The SBHP uses Shell gas partial oxidation (SGP) technology and, in comparison with other technology options (including steam methane reforming [SMR] and autothermal reforming [ATR]), it captures CO2 at higher pressures and larger scales, which results in a lower levelized cost of hydrogen and lowers the overall lifecycle emissions at each site.

Compared with other technologies, SBHP has a simpler line-up, with no need for substantial feed gas pretreatment, and does not require a fired heater that emits carbon dioxide. It also generates, rather than consumes, steam to satisfy the demands of the process.

It integrates two proven technologies: ADIP ULTRA and Shell gas partial oxidation (SGP). ADIP ULTRA is a proven solvent technology for capturing carbon dioxide from high-pressure process streams; SGP is an oxygen-based system with direct firing in a refractory-lined reactor. It requires little or no feed-gas pretreatment, is a non-catalytic process that produces high-pressure steam from waste heat rather than consuming it and has no direct carbon dioxide emissions.

SGP has more than 30 active gas and residue gasification licensees, and there are more than 100 SGP gasifiers worldwide.
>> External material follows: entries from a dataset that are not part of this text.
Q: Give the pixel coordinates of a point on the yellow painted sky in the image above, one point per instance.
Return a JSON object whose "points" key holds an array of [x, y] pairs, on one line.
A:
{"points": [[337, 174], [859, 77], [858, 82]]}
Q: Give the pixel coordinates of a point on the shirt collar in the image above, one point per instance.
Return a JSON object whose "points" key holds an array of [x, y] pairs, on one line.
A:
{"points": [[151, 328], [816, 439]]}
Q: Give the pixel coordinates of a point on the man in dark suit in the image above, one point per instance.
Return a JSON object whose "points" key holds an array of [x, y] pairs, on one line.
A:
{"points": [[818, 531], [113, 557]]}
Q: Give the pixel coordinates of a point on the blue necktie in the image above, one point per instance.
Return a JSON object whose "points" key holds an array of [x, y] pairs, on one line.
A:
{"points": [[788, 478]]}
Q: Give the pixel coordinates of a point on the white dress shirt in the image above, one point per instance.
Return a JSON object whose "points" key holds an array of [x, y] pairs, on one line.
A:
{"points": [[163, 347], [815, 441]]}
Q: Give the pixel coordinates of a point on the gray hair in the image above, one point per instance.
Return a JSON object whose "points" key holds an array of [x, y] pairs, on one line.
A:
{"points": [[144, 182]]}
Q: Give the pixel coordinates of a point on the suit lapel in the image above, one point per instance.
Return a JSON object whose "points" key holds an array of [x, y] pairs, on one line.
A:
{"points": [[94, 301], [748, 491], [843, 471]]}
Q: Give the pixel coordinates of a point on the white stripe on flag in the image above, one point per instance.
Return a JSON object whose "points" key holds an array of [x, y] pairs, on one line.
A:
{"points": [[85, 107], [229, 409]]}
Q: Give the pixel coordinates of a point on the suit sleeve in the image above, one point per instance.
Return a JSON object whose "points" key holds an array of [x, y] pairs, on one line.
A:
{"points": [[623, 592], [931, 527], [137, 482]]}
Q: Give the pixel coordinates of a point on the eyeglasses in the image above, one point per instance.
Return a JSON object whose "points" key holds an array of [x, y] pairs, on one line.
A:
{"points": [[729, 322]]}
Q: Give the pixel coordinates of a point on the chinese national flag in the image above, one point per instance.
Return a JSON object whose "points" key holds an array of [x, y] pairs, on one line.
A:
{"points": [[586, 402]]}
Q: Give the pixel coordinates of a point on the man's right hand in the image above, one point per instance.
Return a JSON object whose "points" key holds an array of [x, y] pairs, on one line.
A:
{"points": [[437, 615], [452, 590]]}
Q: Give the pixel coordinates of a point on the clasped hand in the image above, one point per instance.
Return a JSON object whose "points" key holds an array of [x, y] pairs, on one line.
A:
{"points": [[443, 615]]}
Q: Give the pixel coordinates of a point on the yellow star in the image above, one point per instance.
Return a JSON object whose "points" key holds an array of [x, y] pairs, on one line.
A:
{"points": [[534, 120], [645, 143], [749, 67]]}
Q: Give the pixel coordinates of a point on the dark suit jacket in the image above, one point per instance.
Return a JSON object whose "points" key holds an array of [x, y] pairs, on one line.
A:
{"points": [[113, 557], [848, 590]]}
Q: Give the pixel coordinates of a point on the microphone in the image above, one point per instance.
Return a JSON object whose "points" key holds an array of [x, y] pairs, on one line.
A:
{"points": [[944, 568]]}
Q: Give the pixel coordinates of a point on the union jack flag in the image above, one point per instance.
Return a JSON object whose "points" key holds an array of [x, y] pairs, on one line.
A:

Here is what Norway is up to in developing piping of CO2 for sequestration:


' At present, there are only very few CO2 storage projects in operation in Norway, and all are based on the injection of gas derived from a single source and using a single well. The Northern Lights project is aiming to store CO2 at a much larger scale, involving more complex operations by which gas from multiple sources will be transported and injected using a network of different wells. The CO2 will be captured from processes such as waste incineration and cement manufacture.'

Presumably this is also relevant to the production of blue hydrogen.


The good part of this is it's pure CO2 there's no NOx like you get from a power plants. People say power plant sequestration is too expensive because they claim you have to separate the CO2 before you store it. You don't, it takes more storage space to store but you can use the NOx for nitrogen fertilizer so just store it all then separate it when you use it.